Selling Security Holders

      We issued the notes to the initial purchasers on December 11, 2001. The initial purchasers then sold the notes in a transaction exempt from the registration requirements of the Securities Act to persons whom the initial purchasers reasonably believed to be “qualified institutional buyers” (as defined in Rule 144A under the Securities Act). These subsequent purchasers (including transferees, pledges, donees and successors) may from time to time offer and sell any or all of the notes and common stock issued upon conversion of the notes pursuant to the Prospectus.

      The selling security holders table, as set forth in the Prospectus, is hereby amended (as amended, the “Amended Table”) by the additions or revisions set forth in the table below, including changes in the selling security holders and in the selling security holders’ principal amounts of notes. The Amended Table sets forth information, as of April 4, 2003, with respect to the selling security holders and the respective principal amounts of notes beneficially owned by each selling security holder that may be offered pursuant to the Prospectus. None of the selling security holders has, or within the past three years has had, any position, office or other material relationship with us or any of our predecessors or affiliates. We have included information in this Prospectus Supplement regarding the selling security holders based solely upon information that the selling security holders have provided to us in writing pursuant to a registration rights agreement dated December 11, 2001. Because the selling security holders may offer all or some portion of the notes or the common stock issuable upon conversion of the notes pursuant to the Prospectus, we cannot estimate the amount of the notes or the common stock issuable upon conversion of the notes that the selling security holders will hold upon termination of any such sales. In addition, the selling security holders may have sold, transferred or otherwise disposed of all or a portion of their notes in transactions exempt from the registration requirements of the Securities Act since the date on which they provided the information regarding their notes.

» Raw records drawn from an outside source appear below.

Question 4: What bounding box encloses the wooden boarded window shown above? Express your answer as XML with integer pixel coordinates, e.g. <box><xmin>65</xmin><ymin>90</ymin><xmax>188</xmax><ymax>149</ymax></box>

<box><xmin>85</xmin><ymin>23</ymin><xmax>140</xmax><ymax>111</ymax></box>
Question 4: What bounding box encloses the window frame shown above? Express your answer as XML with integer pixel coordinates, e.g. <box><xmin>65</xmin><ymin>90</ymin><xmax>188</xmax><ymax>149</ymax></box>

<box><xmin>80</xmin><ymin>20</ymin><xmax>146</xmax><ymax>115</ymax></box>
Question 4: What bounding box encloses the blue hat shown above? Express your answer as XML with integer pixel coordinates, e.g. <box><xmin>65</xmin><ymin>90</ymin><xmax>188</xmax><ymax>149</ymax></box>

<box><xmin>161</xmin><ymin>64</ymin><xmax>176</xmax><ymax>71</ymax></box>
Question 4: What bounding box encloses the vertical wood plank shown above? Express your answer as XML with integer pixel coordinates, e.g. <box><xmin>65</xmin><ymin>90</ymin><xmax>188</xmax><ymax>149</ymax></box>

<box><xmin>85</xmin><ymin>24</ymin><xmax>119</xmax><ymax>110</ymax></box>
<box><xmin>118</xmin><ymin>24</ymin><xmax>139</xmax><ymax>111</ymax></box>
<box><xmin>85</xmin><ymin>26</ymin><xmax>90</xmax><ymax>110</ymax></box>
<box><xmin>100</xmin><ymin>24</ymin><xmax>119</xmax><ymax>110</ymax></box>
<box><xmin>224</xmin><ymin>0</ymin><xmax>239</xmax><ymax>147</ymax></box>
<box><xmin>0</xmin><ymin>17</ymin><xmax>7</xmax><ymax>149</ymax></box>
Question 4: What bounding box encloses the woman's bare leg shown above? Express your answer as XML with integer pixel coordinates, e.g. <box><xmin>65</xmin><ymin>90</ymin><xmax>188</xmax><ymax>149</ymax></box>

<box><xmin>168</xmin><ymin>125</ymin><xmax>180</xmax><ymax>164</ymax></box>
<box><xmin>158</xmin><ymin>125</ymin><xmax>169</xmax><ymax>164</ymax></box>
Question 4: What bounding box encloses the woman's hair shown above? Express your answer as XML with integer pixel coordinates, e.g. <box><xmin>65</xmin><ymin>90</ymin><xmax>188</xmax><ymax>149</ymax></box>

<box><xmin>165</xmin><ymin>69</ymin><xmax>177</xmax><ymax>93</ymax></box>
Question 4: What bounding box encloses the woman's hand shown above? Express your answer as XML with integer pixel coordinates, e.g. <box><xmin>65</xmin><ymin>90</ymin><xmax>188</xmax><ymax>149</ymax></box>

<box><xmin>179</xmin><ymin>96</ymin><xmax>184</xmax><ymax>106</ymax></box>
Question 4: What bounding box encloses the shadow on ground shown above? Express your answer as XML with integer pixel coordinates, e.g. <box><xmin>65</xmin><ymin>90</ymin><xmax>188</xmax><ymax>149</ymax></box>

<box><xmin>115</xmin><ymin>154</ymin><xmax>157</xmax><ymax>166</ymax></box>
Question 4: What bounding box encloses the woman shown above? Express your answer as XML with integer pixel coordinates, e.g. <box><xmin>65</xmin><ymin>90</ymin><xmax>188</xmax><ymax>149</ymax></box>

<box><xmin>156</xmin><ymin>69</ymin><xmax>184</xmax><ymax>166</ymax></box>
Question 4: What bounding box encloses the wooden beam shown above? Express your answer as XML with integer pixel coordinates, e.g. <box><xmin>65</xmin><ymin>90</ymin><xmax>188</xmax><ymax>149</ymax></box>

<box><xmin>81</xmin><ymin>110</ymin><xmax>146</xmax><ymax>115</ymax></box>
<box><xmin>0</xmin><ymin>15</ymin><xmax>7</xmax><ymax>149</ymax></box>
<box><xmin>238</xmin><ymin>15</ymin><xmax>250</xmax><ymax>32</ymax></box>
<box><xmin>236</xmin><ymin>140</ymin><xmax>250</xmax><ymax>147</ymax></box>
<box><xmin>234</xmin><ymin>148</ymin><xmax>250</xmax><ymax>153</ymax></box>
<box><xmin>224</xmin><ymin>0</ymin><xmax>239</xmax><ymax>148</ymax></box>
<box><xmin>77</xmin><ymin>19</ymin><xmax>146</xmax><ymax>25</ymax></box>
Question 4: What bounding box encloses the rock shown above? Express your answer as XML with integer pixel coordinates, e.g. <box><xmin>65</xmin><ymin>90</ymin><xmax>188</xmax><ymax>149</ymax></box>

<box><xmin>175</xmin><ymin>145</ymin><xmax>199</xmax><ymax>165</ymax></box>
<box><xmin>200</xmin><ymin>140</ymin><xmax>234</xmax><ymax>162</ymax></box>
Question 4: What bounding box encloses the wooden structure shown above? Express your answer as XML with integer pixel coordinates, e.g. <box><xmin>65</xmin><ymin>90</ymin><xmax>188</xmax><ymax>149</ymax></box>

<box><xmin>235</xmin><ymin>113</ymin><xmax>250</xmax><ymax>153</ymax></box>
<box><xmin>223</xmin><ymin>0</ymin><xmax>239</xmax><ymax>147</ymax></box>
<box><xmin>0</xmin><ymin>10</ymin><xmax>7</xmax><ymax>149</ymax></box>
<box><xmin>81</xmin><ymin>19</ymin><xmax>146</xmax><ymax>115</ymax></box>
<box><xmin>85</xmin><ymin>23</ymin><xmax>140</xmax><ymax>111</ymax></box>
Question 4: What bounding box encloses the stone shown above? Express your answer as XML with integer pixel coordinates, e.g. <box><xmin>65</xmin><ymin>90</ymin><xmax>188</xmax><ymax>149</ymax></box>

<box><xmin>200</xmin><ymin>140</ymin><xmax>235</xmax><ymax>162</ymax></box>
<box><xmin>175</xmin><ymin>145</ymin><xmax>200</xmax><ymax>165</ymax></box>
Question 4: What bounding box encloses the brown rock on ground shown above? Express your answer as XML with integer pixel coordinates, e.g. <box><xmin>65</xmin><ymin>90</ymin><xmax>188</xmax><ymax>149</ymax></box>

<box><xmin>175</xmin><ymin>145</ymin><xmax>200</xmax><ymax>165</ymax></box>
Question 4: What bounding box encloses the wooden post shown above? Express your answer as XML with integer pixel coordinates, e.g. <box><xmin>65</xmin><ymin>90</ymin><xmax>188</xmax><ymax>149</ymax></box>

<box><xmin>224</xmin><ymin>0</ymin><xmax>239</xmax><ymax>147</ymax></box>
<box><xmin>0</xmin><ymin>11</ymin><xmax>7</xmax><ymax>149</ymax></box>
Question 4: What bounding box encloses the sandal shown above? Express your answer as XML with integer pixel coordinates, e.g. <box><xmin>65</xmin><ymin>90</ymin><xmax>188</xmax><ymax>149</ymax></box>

                                 
Principal Amount
of Notes Number of Shares of Common Stock
Beneficially Owned
and Offered Beneficially Offered Owned After
Name of Selling Security Holder Hereby(1) Owned(1)(2) Hereby(1) the Offering





Citicorp Life Insurance Company — Corporate
    28,000       325       325       0  
National Benefit Life Insurance Company
    16,000       185       185       0  
Primerica Life Insurance Company
    656,000       7,619       7,619       0  
The Travelers Indemnity Company
    1,572,000       18,257       18,257       0  
The Travelers Insurance Company — Life
    1,188,000       13,797       13,797       0  
The Travelers Insurance Company Separate Account TLAC
    61,000       708       708       0  
The Travelers Life and Annuity Company
    79,000       917       917       0  
Travelers Series Trust Convertible Bond Portfolio
    400,000       4,645       4,645       0  


(1)  Information concerning the selling security holders may change from time to time and any such changed information will be set forth in supplements to the Prospectus if and when necessary. In addition, the per share conversion price, and therefore the number of shares issuable upon conversion of the notes, is subject to adjustment under certain circumstances. Accordingly, the aggregate principal amount of notes and the number of shares of common stock issuable upon conversion of the notes offered hereby may increase or decrease.
 
(2)  Assumes a conversion price of $86.10 per share, and a cash payment in lieu of any fractional share interest.

      Information concerning other selling security holders will be set forth in prospectus supplements from time to time, if required. The above table assumes that any other holder of notes or any future transferee from any such holder does not beneficially own any common stock other than common stock issuable upon conversion of the notes at a conversion price of $86.10.